Seidman's rationale is that the Constitution was written by people who've been dead two centuries and that, while it has some good ideas in it, also has things that are outdated and unnecessary or detrimental, such as the Electoral College.  Because of these outdated things that hinder our nation, we should be rid of the Constitution.  I don't recall that he called for creation of a new one, but I'd say that's the logical necessity.  To bolster his argument he says that several presidents questioned the Constitution, including Jefferson, Lincoln, and both Roosevelts.

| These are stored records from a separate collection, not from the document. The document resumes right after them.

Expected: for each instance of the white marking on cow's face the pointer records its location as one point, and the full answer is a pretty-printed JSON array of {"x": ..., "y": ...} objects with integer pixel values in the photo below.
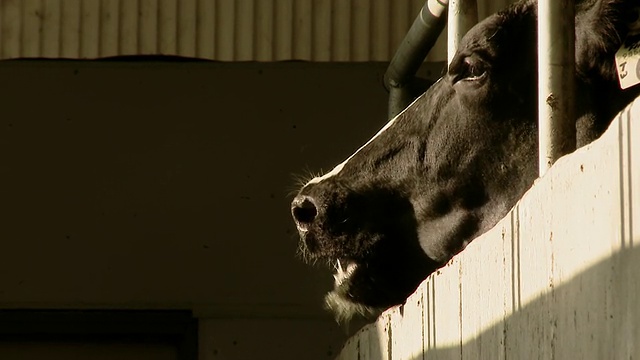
[{"x": 336, "y": 170}]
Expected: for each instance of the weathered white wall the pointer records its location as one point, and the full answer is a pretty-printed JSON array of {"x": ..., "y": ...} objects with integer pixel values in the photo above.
[
  {"x": 558, "y": 278},
  {"x": 227, "y": 30}
]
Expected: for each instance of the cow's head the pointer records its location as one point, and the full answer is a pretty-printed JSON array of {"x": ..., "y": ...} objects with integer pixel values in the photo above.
[{"x": 454, "y": 162}]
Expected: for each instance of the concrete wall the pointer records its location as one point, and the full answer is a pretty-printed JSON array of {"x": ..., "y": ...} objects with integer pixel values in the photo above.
[
  {"x": 558, "y": 278},
  {"x": 140, "y": 185}
]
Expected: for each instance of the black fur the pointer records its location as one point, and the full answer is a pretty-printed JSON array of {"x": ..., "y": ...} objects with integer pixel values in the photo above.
[{"x": 457, "y": 160}]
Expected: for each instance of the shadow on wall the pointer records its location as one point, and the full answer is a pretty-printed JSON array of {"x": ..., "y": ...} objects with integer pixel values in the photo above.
[{"x": 594, "y": 315}]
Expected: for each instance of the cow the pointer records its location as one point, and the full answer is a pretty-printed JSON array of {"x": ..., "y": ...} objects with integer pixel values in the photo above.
[{"x": 455, "y": 161}]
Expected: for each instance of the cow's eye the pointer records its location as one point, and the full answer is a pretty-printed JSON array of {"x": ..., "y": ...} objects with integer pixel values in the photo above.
[{"x": 470, "y": 69}]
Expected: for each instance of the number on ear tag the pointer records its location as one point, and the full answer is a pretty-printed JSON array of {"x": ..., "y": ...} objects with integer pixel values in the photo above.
[{"x": 628, "y": 62}]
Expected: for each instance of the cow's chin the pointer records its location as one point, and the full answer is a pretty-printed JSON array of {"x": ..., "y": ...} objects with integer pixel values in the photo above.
[{"x": 341, "y": 300}]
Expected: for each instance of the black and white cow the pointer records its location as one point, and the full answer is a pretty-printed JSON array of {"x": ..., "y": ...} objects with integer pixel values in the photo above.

I'll get the nitpicking out of the way first.  The Founders haven't been dead 200 years.  Jefferson and Adams, for instance, didn't die until 1824.  Furthermore, the presidents he cites as being oppponents of the Constitution were opposed to either elements of the Constitution or Supreme Court interpretations of the Constitution, not the document in its entirety.  As an example, FDR opposed the Supreme Court's interpretations of the Commerce Clause that were used to overturn several New Deal laws.  This lead to FDR's court packing plan to add more justices to the court so he would have a majority in his favor, something that didn't occur due to The Switch in Time that Saved Nine.  FDR didn't even propose any change to the Constitution in this dispute, as the Constitution is silent about how many Justices sit on the Supreme Court.

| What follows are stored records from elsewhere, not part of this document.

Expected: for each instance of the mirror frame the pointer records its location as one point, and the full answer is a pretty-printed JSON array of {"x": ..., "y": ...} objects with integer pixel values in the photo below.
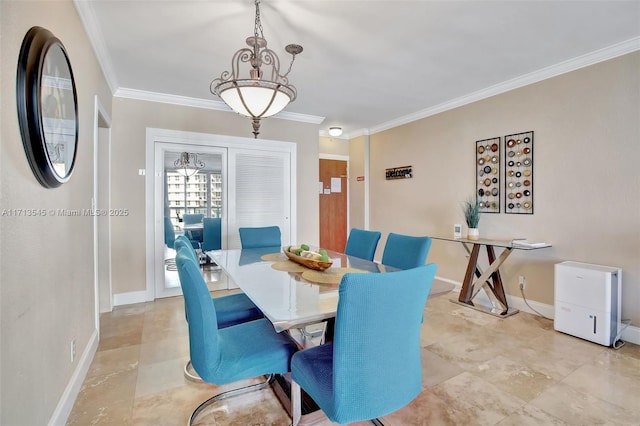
[{"x": 37, "y": 43}]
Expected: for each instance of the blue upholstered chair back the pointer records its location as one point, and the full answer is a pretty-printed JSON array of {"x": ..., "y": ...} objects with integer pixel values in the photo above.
[
  {"x": 212, "y": 238},
  {"x": 405, "y": 251},
  {"x": 169, "y": 232},
  {"x": 191, "y": 218},
  {"x": 267, "y": 236},
  {"x": 183, "y": 241},
  {"x": 362, "y": 243},
  {"x": 203, "y": 322},
  {"x": 376, "y": 348}
]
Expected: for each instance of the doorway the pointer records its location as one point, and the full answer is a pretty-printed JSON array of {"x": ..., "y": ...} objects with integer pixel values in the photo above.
[
  {"x": 193, "y": 186},
  {"x": 333, "y": 204},
  {"x": 246, "y": 164}
]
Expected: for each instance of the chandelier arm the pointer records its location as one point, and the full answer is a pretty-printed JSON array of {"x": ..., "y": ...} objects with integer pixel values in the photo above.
[{"x": 258, "y": 56}]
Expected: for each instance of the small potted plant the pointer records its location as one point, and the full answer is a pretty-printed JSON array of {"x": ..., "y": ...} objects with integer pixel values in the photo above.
[{"x": 471, "y": 210}]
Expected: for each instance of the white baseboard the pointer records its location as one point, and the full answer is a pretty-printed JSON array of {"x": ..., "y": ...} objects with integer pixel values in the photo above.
[
  {"x": 131, "y": 298},
  {"x": 63, "y": 409},
  {"x": 630, "y": 334}
]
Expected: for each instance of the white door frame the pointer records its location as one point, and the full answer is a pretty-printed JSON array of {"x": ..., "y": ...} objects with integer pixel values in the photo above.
[
  {"x": 101, "y": 119},
  {"x": 154, "y": 213}
]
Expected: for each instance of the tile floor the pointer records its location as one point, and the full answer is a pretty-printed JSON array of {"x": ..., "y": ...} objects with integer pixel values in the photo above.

The meat of the problem with Seidman's argument is that he wants to thow away all that's good about the Constitution because there are a few outdated elements.  In fact, he only pointed out a couple of outdated elements, too.  Of course, the Constitution already has a way of dealing with the outdated.  It's called amendments.  In fact, that's why the Constitution isn't a 226 year old document.  It's been updated throughout its history, starting with the first ten amendments put in place by the same people Seidman thinks are a sclerotic impediment to the country now.  Most aren't as significant as the Bill of Rights or the post Civil War amendments that outlawed slavery and applied Constitutional protections against Federal infringement on individual rights to the states but there have been important changes as recently as the lowering of the voting rights age to 18 that was ratified in 1971.

The solution to the Electoral College, if it's a problem, is to amend the Constitution.  The Founders created the Electoral College as a bulwark against mob rule, something that was as much a concern to them as monarchical rule.  With GOP proposals to make certain states change their Electoral College vote awards so that a GOP presidential candidate is more likely to win the office while losing the popular vote, I can certainly see why it's looking like it's time for the Electoral College to go.  But that doesn't make throwing out the entire Constitution a good idea.

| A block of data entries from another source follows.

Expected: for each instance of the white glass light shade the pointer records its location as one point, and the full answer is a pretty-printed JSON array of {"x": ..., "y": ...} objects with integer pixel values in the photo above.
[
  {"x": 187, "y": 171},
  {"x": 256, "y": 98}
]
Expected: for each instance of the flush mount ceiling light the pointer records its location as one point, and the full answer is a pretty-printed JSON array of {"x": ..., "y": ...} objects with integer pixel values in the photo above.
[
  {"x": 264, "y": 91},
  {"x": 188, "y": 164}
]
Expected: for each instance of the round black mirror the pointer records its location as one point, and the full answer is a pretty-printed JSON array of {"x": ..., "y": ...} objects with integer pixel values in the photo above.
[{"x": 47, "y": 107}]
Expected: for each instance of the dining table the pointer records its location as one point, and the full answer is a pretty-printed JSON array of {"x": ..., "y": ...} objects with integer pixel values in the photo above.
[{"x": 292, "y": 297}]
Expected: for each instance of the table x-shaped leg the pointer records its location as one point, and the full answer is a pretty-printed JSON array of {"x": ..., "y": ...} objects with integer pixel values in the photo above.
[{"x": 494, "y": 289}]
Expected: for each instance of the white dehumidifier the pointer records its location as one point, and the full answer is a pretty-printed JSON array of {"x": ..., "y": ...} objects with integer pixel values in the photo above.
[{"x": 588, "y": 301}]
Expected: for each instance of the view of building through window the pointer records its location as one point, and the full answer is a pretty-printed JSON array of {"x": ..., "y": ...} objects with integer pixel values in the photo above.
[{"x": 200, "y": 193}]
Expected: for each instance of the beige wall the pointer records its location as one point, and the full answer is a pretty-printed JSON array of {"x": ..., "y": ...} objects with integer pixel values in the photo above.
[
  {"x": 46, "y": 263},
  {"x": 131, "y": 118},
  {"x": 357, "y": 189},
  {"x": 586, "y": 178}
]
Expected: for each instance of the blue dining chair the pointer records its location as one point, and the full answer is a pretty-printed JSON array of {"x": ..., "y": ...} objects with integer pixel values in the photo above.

It's a terrible idea.  I suspect Seidman hasn't thought through why it's such a bad idea, either.  First, the Constitution, since the Civil War, has been a stabilizing force in the country.  The framework it provides keeps extremes from ruling the day.  It's almost impossible for the passions of the moment to seize control because the government is divided at national, state and local levels and further divided withing those levels between executive, legislative and judicial.  These divisions of power make consolidation of power that can happen in purely parliamentary governance impossible.  Look at the UK, which shifted from a Labour government to a Conservative one, then imposed radical austerity that sent the UK into a double dip recession that the US has avoided.

Second, and more fearsome, is the idea of who would write a replacement to the Constitution.  In a world where mental midgets like Antonin Scalia are considered great thinkers by an all too large portion of the population I shudder to think what kind of idiots we'd have writing a new framework for the government.  Undoubtedly there'd be a substantial movement to have it enshrined in the new document that this is in fact a Christian nation and that anyone who arrives here not speaking English has to be sent back immediately.

No, Seidman's idea is a very bad idea.  The Constitution should not be worshipped as a holy document but neither should it be abandoned in favor of chaos and ignorance.